Mbabane: The bell may be tolling for Africa’s biggest non-food retailer after Edcon announced that it has started with voluntary business rescue proceedings after losing E2 billion in turnover during SA’s lockdown, it said in a letter to suppliers on Wednesday.
According to South African online publication, Business Day, the group said it is unable to meet its financial obligations, and is also expecting “muted demand” once SA’s lockdown ends.
The retailer’s already-fragile state has been exacerbated by the coronavirus.
Business Day reported that the letter states the business rescue proceedings place a moratorium on all legal and enforcement actions against the company.

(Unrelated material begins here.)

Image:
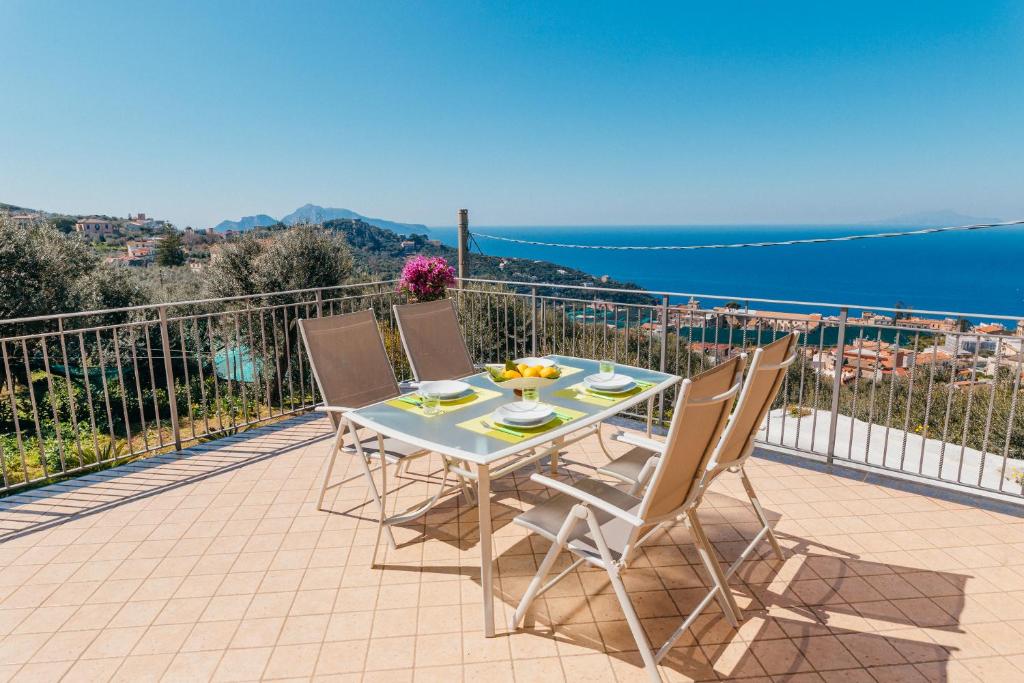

It said it could still resume operations and open Edgars and Jet stores in “business rescue mode” on May 1 in line with the lockdown regulations.
Business Day went on to say the letter said the E2.7 billion rescue funding from the Public Investment Corporation (PIC) and landlords had been used to meet debt and pay bills up until March 2020.
It is still owed E230 million in business rescue funding not yet paid. The letter does not specify who owes it.
Edcon said it was on track to meet bailout targets in December 2019, before the coronavirus lockdown was implemented, adding that it has no cash to pay suppliers as sales dropped by 40 percent when social-distancing was encouraged from mid-March. It used its last cash for salaries.
The company has faced multiple bailouts after Bain Capital borrowed billions of rand in foreign currency to take the listed firm private and the debt burden became to big for Edcon.
Edcon has a footprint in Eswatini and stores under its wing are Edgars, Legit, Edgars Active and Jet Stores. However, the Business Day report didn’t touch the group’s operations outside South Africa.